Biochemical changes during DFO treatment include reductions in serum calcium levels and increases in serum alkaline phosphatase values, findings consistent with improvements in skeletal mineralization and osteoblastic activity. Plasma PTH levels rise modestly in many patients, but it is not known whether this change is due to aluminum removal from the parathyroid glands or to a fall in serum calcium concentrations. Sequential bone biopsies generally show increases in bone formation and improvements in mineralization. The amount of surface stainable aluminum in bone decreases in most patients who improve with treatment, but patients who have undergone previous parathyroidectomy respond less well or not at all.

Serious, often lethal, infections with Rhizipus and Yersinia spp. can develop in dialysis patients given DFO. The chelation of iron by DFO enhances iron delivery to certain organisms, increasing their pathogenic potential. As such, DFO should be used cautiously and judiciously in the treatment of aluminum intoxication among patients undergoing dialysis.

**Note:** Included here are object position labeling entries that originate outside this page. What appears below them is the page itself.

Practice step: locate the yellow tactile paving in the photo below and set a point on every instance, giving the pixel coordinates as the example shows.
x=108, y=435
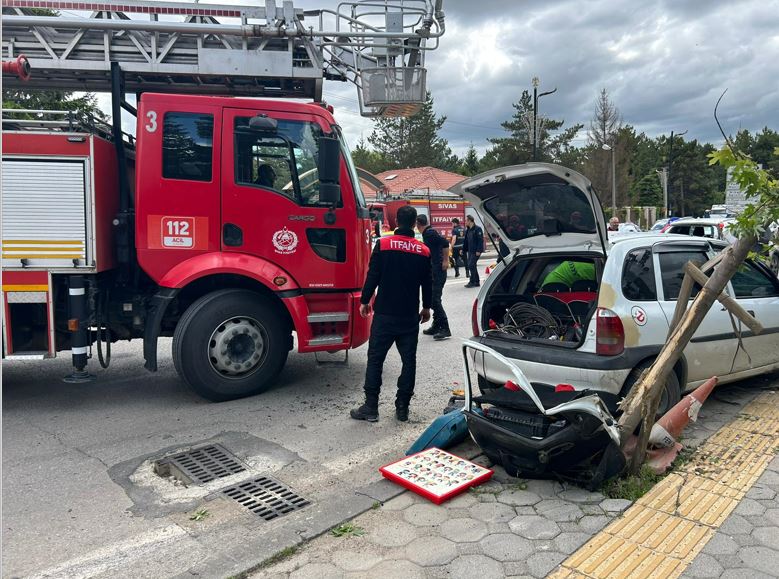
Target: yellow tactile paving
x=566, y=573
x=742, y=440
x=693, y=498
x=733, y=467
x=661, y=534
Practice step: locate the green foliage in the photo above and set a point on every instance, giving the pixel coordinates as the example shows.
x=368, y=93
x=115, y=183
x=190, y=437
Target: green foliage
x=631, y=487
x=648, y=191
x=347, y=530
x=760, y=187
x=554, y=142
x=470, y=163
x=54, y=100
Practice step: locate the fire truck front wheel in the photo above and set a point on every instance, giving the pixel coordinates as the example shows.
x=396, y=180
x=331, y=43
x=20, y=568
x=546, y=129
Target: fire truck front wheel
x=230, y=344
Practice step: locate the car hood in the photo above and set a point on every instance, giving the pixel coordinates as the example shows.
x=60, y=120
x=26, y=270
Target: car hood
x=538, y=207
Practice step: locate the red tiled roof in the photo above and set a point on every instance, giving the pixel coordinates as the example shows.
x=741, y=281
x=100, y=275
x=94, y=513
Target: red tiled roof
x=419, y=178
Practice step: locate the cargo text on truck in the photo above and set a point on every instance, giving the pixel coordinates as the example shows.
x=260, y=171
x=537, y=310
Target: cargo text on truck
x=227, y=223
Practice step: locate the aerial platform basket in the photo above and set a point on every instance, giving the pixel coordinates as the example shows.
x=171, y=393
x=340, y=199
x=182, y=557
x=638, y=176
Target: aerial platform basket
x=394, y=91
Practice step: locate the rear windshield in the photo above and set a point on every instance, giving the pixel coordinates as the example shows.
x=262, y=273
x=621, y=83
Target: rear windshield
x=542, y=209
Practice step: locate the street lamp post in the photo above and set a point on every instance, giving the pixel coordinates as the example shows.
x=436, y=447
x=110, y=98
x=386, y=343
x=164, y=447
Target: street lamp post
x=613, y=178
x=536, y=130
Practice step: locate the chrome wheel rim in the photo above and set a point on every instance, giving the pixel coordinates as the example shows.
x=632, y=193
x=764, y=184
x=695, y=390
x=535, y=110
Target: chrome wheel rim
x=237, y=347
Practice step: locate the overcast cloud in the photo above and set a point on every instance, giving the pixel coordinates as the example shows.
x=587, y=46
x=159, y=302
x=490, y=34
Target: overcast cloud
x=664, y=65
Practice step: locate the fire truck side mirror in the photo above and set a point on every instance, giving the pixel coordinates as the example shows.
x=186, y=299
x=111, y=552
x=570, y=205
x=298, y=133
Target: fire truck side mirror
x=329, y=170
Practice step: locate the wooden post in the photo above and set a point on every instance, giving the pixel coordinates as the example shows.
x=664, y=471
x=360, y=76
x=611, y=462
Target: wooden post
x=641, y=402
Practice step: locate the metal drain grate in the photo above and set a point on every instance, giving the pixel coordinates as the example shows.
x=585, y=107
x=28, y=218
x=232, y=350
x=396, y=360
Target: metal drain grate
x=200, y=465
x=266, y=497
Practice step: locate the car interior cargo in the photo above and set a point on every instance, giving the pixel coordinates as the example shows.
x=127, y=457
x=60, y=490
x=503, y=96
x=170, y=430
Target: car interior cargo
x=549, y=299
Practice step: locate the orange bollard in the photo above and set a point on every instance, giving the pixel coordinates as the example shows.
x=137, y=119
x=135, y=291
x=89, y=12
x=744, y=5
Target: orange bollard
x=672, y=423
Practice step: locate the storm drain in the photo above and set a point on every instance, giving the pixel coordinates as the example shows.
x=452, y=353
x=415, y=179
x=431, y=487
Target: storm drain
x=266, y=497
x=200, y=465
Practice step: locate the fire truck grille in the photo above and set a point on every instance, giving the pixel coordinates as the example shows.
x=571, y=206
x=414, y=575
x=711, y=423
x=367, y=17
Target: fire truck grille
x=201, y=465
x=266, y=497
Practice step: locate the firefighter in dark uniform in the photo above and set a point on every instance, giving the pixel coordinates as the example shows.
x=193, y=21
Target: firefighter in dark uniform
x=439, y=261
x=399, y=267
x=473, y=248
x=458, y=238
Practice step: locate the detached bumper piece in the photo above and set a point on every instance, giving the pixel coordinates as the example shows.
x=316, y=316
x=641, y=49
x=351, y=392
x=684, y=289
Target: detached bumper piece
x=534, y=431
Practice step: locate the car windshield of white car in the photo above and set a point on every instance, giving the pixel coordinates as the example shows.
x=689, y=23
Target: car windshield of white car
x=541, y=209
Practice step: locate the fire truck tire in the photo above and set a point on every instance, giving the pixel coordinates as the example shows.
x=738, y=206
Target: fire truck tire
x=230, y=344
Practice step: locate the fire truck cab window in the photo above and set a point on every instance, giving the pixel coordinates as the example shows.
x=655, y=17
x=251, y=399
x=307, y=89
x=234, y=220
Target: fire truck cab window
x=283, y=161
x=187, y=146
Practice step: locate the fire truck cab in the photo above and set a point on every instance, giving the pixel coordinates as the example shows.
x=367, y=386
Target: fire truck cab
x=249, y=225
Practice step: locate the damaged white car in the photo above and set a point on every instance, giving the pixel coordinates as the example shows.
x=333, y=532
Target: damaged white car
x=569, y=307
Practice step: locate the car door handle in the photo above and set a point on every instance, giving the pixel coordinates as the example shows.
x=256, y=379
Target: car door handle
x=232, y=235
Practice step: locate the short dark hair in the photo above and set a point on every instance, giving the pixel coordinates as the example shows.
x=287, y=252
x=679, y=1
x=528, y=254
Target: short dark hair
x=407, y=215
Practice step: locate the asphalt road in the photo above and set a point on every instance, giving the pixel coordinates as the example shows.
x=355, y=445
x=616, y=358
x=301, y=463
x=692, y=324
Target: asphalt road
x=78, y=494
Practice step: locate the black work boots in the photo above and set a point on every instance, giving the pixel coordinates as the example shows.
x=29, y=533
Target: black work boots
x=366, y=412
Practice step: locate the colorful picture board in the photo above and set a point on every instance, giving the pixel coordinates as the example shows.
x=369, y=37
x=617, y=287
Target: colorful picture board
x=436, y=474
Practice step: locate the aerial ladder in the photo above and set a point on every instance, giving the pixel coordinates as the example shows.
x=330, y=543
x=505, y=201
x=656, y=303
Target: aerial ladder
x=271, y=50
x=88, y=273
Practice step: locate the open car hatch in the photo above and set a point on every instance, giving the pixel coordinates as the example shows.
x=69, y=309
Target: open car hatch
x=538, y=207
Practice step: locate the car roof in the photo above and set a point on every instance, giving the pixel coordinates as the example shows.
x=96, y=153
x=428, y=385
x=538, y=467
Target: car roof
x=631, y=241
x=700, y=221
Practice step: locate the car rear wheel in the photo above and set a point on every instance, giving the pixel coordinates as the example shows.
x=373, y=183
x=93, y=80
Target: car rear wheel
x=671, y=393
x=230, y=344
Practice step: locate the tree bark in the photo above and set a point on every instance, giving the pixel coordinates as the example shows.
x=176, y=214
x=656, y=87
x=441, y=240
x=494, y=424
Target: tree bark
x=641, y=402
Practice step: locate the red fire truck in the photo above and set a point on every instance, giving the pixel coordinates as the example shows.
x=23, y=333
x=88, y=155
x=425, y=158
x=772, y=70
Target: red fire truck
x=230, y=224
x=440, y=211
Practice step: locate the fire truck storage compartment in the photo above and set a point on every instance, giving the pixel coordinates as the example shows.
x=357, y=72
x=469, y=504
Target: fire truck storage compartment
x=59, y=197
x=530, y=301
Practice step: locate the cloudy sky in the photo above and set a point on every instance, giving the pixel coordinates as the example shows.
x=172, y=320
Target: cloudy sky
x=664, y=64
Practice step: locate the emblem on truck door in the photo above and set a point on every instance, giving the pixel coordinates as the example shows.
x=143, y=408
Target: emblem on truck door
x=285, y=241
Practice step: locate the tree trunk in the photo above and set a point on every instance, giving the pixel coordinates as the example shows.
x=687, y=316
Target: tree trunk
x=642, y=401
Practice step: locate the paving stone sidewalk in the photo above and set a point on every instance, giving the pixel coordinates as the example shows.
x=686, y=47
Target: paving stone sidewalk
x=513, y=528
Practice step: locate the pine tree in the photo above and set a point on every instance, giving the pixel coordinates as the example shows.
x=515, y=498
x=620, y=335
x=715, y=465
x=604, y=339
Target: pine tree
x=413, y=141
x=368, y=159
x=470, y=163
x=518, y=146
x=606, y=122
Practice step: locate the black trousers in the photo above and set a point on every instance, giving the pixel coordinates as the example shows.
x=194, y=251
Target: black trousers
x=474, y=271
x=439, y=315
x=387, y=330
x=457, y=257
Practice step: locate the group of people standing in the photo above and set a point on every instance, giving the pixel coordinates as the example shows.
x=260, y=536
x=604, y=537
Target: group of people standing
x=399, y=268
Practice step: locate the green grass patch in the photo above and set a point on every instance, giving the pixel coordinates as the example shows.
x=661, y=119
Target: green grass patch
x=347, y=530
x=631, y=487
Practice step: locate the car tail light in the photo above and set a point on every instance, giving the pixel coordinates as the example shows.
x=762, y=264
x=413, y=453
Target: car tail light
x=609, y=333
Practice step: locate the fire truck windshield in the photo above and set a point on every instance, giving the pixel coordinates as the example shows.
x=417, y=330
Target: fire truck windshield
x=284, y=161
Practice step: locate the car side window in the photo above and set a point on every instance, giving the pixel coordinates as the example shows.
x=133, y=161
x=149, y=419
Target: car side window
x=751, y=282
x=638, y=276
x=672, y=271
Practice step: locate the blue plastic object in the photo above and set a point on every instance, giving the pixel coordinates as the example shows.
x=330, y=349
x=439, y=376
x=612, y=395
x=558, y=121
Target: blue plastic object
x=445, y=431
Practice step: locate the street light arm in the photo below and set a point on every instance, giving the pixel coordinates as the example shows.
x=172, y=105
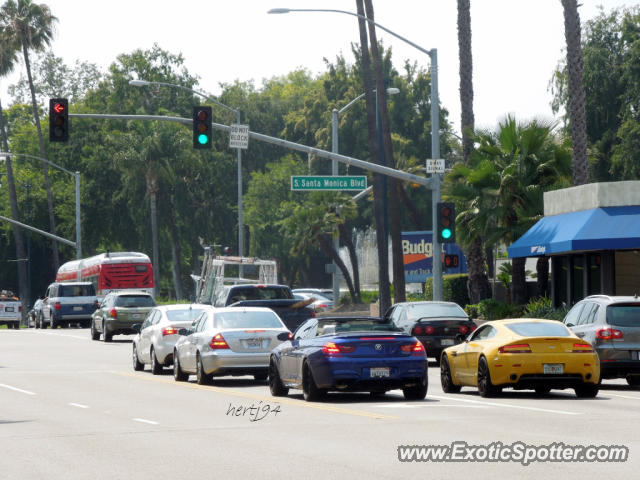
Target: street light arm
x=142, y=83
x=390, y=32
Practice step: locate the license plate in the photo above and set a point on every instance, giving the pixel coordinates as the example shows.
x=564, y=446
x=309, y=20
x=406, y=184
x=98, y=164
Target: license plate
x=254, y=342
x=382, y=372
x=553, y=368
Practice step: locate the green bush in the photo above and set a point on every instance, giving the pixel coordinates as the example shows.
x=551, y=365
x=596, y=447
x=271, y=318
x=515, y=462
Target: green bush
x=454, y=288
x=490, y=309
x=543, y=308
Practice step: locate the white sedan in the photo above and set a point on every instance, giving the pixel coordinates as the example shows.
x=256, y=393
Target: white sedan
x=228, y=341
x=158, y=334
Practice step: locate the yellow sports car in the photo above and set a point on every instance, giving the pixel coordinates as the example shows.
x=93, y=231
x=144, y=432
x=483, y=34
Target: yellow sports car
x=522, y=354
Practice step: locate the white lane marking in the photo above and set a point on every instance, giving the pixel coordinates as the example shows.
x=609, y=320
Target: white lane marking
x=619, y=396
x=27, y=392
x=507, y=405
x=142, y=420
x=418, y=405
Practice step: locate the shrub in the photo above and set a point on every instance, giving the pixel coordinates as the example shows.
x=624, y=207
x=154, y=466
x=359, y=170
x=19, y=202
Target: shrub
x=454, y=288
x=543, y=308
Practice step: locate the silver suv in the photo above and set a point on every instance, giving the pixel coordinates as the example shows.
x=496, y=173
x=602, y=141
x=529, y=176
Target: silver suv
x=612, y=325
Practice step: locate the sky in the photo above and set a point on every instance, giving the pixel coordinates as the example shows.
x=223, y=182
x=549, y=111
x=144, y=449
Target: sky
x=516, y=43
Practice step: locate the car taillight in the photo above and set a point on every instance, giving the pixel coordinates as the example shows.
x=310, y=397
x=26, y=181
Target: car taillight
x=582, y=348
x=169, y=331
x=415, y=348
x=218, y=342
x=331, y=348
x=609, y=334
x=516, y=348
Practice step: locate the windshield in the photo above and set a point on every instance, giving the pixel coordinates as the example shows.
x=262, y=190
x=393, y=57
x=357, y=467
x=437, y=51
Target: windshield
x=624, y=315
x=244, y=319
x=133, y=301
x=422, y=310
x=535, y=329
x=259, y=293
x=186, y=315
x=76, y=291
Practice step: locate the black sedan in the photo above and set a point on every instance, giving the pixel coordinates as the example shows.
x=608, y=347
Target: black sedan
x=437, y=325
x=353, y=354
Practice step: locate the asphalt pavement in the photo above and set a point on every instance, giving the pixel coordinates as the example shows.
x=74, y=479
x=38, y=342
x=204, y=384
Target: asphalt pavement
x=72, y=408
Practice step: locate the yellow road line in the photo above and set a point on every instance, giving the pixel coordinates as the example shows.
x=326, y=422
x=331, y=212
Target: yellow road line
x=238, y=393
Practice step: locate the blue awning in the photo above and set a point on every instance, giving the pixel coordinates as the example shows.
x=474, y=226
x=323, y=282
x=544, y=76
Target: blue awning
x=606, y=228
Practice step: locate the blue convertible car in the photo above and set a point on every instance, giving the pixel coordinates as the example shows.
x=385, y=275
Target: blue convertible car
x=356, y=354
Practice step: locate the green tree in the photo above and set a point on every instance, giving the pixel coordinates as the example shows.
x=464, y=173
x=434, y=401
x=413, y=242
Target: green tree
x=31, y=27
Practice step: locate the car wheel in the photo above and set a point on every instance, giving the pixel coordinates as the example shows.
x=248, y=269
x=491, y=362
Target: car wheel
x=445, y=377
x=201, y=377
x=310, y=390
x=156, y=367
x=260, y=377
x=137, y=364
x=633, y=380
x=485, y=387
x=587, y=390
x=106, y=337
x=276, y=386
x=95, y=335
x=178, y=374
x=418, y=391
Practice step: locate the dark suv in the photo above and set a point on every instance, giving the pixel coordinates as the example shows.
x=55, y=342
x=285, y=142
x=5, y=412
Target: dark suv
x=612, y=326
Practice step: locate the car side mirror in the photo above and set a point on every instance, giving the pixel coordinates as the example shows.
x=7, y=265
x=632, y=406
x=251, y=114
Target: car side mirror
x=284, y=336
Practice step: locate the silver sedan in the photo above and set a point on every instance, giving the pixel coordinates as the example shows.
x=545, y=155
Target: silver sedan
x=158, y=334
x=228, y=341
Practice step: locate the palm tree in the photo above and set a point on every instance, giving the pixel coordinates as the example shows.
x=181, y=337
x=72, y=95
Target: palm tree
x=577, y=113
x=30, y=26
x=466, y=77
x=8, y=58
x=378, y=197
x=501, y=191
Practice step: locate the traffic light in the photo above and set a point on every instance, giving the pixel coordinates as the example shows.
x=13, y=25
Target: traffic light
x=451, y=261
x=446, y=222
x=202, y=127
x=58, y=120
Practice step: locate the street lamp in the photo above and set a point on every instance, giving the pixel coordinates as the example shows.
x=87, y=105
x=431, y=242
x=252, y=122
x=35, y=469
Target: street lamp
x=142, y=83
x=435, y=130
x=334, y=169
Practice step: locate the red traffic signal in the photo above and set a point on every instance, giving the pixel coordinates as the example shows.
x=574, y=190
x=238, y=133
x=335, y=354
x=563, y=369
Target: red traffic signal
x=58, y=120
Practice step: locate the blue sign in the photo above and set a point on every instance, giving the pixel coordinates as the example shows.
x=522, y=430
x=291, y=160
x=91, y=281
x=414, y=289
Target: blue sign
x=417, y=251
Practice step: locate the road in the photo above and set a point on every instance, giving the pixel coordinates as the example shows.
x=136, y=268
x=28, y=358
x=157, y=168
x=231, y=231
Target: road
x=72, y=408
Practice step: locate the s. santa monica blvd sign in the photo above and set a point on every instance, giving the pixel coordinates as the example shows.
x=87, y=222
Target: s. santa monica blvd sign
x=328, y=182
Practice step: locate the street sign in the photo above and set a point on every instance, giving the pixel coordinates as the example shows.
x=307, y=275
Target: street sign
x=328, y=182
x=239, y=136
x=435, y=166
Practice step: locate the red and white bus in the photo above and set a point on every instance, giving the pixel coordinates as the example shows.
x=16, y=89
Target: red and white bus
x=110, y=271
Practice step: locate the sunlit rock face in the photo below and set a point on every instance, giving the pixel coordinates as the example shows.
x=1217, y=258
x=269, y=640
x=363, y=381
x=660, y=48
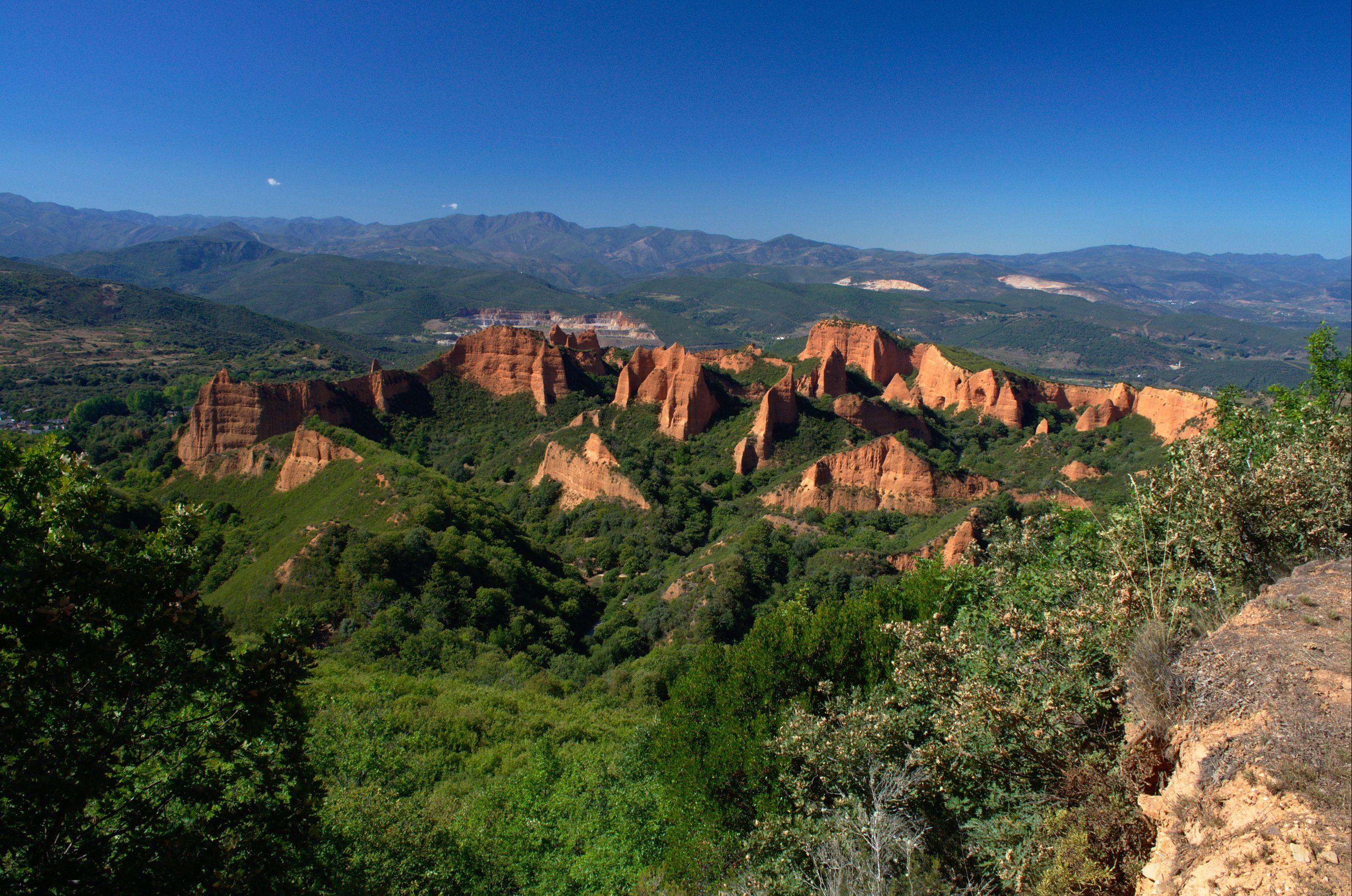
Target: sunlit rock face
x=585, y=476
x=676, y=382
x=310, y=453
x=882, y=475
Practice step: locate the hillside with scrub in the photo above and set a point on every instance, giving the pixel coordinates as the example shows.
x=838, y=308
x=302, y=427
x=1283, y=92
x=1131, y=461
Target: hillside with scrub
x=870, y=615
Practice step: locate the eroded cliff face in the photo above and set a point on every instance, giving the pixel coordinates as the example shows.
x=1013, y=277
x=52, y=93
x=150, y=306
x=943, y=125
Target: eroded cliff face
x=879, y=419
x=1256, y=802
x=502, y=360
x=232, y=415
x=827, y=380
x=506, y=361
x=739, y=360
x=310, y=453
x=779, y=406
x=943, y=384
x=900, y=392
x=883, y=475
x=877, y=353
x=675, y=380
x=390, y=391
x=1175, y=414
x=1077, y=471
x=590, y=475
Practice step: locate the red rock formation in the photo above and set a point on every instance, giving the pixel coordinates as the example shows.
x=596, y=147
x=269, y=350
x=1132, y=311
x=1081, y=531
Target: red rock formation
x=879, y=419
x=779, y=406
x=877, y=353
x=900, y=392
x=1175, y=414
x=310, y=453
x=232, y=415
x=739, y=360
x=958, y=544
x=827, y=379
x=940, y=384
x=674, y=379
x=384, y=390
x=585, y=341
x=506, y=361
x=943, y=384
x=591, y=475
x=882, y=475
x=1077, y=471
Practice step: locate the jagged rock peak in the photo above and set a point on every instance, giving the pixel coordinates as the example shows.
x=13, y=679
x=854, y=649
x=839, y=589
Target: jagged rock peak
x=310, y=453
x=778, y=407
x=675, y=380
x=591, y=475
x=882, y=475
x=506, y=361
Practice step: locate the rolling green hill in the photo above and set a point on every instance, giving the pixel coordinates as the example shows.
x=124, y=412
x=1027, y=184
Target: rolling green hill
x=1060, y=336
x=375, y=298
x=64, y=338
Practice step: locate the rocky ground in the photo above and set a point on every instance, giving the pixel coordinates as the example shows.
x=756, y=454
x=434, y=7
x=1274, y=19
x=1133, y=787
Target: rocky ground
x=1259, y=800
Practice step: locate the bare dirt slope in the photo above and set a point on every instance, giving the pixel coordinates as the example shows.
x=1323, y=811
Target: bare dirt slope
x=1259, y=802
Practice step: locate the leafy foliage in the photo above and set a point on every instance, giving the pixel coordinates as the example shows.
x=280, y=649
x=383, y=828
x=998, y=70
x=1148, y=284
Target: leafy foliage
x=138, y=746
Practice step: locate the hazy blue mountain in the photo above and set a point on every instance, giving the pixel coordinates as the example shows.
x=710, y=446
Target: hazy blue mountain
x=1283, y=290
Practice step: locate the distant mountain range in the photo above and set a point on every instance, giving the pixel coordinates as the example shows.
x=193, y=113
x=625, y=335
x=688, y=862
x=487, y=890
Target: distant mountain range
x=1069, y=332
x=1296, y=291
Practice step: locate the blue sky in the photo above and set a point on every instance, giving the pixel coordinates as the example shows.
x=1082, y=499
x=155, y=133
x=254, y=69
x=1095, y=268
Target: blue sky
x=948, y=126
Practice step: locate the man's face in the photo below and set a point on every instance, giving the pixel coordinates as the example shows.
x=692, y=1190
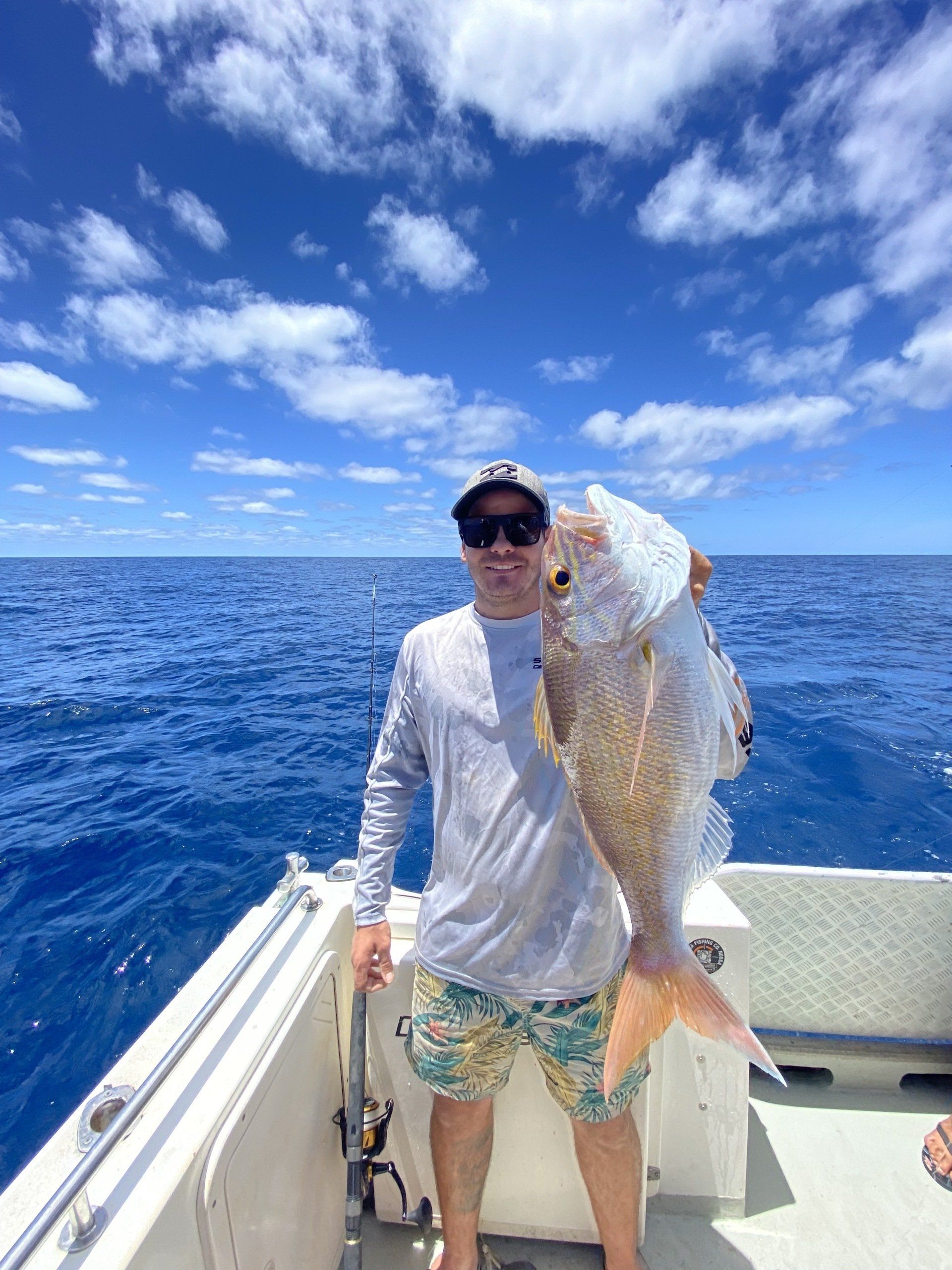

DFO should be given only to patients with symptomatic aluminum intoxication, and evidence of tissue toxicity should be documented fully before treatment is begun. Doses of DFO should not exceed 0.5–1.0 g/week, and plasma aluminum levels should be monitored regularly. Subcutaneous administration avoids the high serum levels of ferrioxamine that can occur after intravenous doses, and this therapeutic approach may limit the risk of developing opportunistic infections. In asymptomatic patients who have evidence of bone aluminum deposition, bone histology and bone formation often improve solely by withdrawing aluminum-containing medications and using calcium-containing compounds to manage phosphorus retention.

This work was supported in part by USPHS Grant DK-60107.